Braulio cabalgaba en la ciudad, no es que haya nacido en el campo y nunca llegó a calar tras la migración que es común en la gente de su clase. Era más bien un citadino que decidió crear una disrupción en la cultura, por diversión. Un fin de semana al mes, tomaba vestimentas sencillas, no siempre limpias y alquilaba un caballo en el parque La Carolina, le pagaba al dueño mucho más de lo acordado para el paseo rutinario y empezaba a andar por la Av. Amazonas hacia el norte.
Iba en contravía, ver un animal de frente era algo que asustaba mucho a los quiteños, los progenitores directos de la mayoría los habían protegido de la naturaleza, su impredictibilidad y la inevitable necesidad de relacionarse con lo desconocido que resultaba de ello. El quiteño y la naturaleza tenían su más íntima relación en el paraguas.
Tomaba la izquierda en la Av. Eloy Alfaro, aquí prefería ir por la vereda y después de andar unos pocos minutos llegaba al lugar donde siempre se sentía tentado a ingresar a la pista de bicicletas, se imaginaba a sí mismo en YouTube, se preguntaba cómo reaccionarían los cascos del animal con el concreto de la pista, se reía con su idea de ponerles llantas.

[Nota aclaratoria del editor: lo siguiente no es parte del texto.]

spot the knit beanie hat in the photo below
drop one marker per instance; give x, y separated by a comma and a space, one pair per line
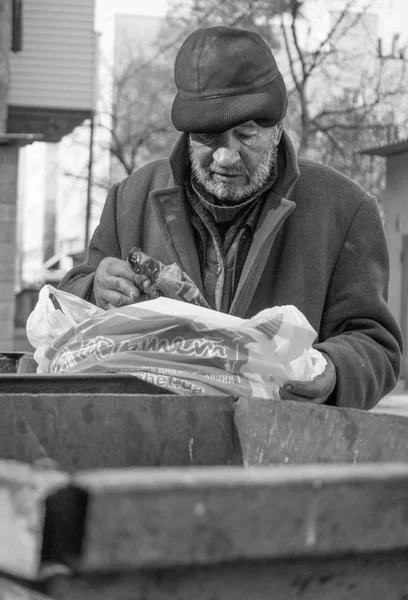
226, 76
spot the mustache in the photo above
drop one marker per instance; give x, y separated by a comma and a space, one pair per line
214, 168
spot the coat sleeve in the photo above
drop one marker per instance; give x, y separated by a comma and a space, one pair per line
104, 242
358, 331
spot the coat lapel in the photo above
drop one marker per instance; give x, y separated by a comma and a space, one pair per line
174, 220
274, 214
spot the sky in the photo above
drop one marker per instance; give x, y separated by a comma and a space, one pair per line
396, 15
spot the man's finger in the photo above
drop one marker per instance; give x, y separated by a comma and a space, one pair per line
308, 389
112, 299
122, 285
120, 268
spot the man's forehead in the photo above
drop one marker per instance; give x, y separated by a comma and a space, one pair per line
248, 124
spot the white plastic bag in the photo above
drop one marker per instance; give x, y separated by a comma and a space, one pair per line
184, 348
47, 322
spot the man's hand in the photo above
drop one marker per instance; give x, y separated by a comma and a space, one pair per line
316, 391
117, 285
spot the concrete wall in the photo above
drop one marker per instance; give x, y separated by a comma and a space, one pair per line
56, 67
8, 195
396, 225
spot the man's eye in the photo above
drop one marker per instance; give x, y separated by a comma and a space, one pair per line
247, 138
207, 138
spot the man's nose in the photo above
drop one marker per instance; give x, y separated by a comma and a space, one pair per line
227, 152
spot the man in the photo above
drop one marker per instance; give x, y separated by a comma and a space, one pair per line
253, 226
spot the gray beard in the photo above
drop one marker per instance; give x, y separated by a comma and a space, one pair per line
266, 171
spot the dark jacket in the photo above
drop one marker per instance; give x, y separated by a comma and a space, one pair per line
319, 245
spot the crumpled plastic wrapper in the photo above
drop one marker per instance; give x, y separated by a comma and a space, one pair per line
166, 280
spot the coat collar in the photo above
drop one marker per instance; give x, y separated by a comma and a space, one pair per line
173, 212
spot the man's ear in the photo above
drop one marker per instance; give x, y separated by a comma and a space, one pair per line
277, 133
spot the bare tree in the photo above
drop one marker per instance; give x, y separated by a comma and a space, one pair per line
344, 94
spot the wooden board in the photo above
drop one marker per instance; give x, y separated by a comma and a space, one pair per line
284, 432
95, 383
23, 493
367, 577
84, 431
157, 518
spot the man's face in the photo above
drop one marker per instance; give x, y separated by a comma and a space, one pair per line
235, 164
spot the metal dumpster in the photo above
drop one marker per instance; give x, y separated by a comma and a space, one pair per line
108, 525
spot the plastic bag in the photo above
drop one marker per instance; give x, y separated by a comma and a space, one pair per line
185, 348
54, 314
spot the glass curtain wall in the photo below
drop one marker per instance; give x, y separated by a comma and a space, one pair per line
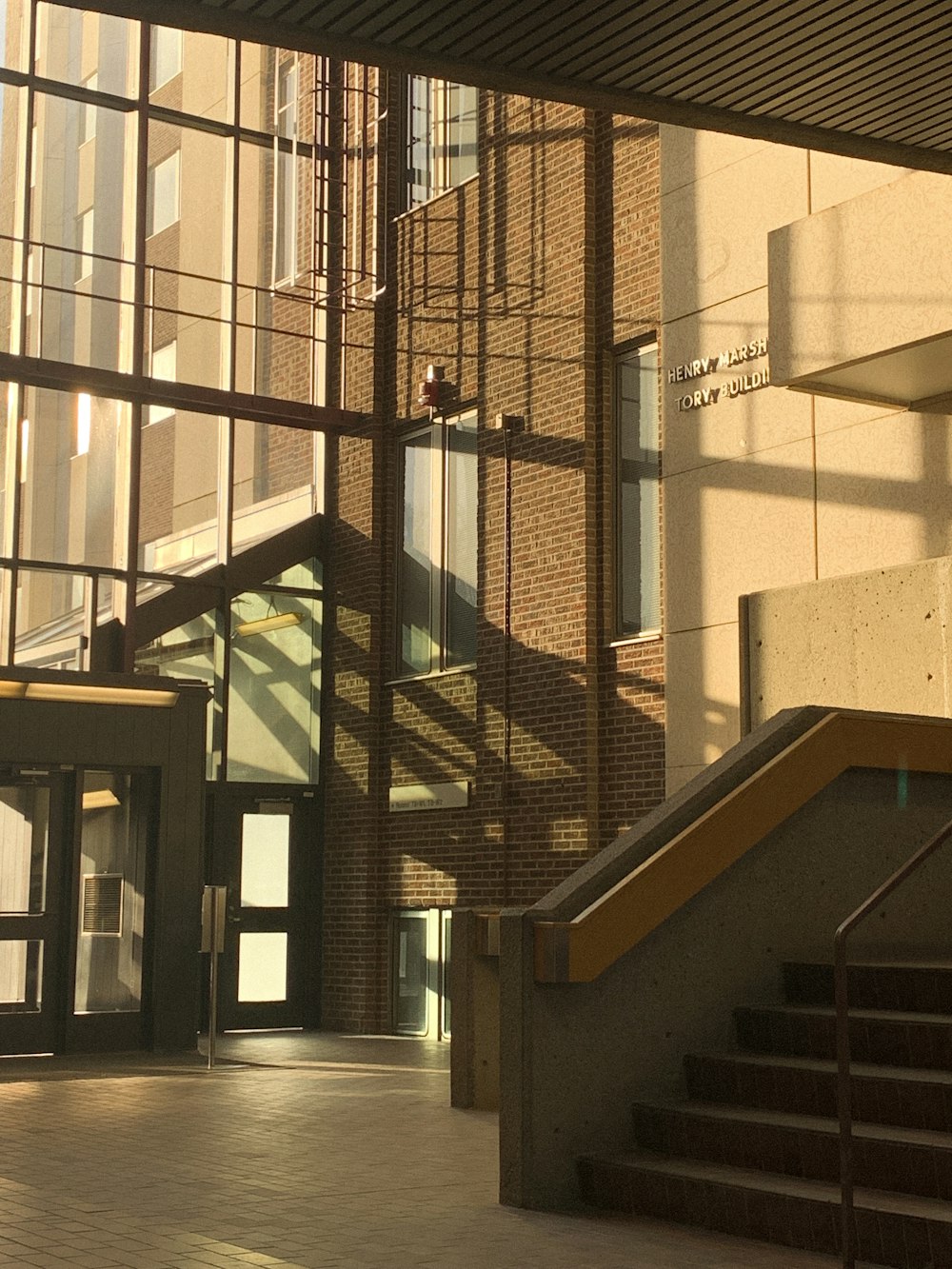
163, 226
158, 221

Braulio se detuvo a comprar unos cevichochos, mientras el caballo olfateaba el costal de maíz, luego de un rato lo olvidó y se puso a pastar, la casera le pasó la tarrina de espumaflex, sólo tenía un chocho, él reclamó pero la casera parecía estar apresurada y le decía que se apure comiendo el chocho “¿será una muestra gratis?”, se preguntó. Supo horrible, le pasaron un vaso de agua, alguien gritó porque siempre masticaba en lugar de tragar. La enfermera lo llevó a descansar.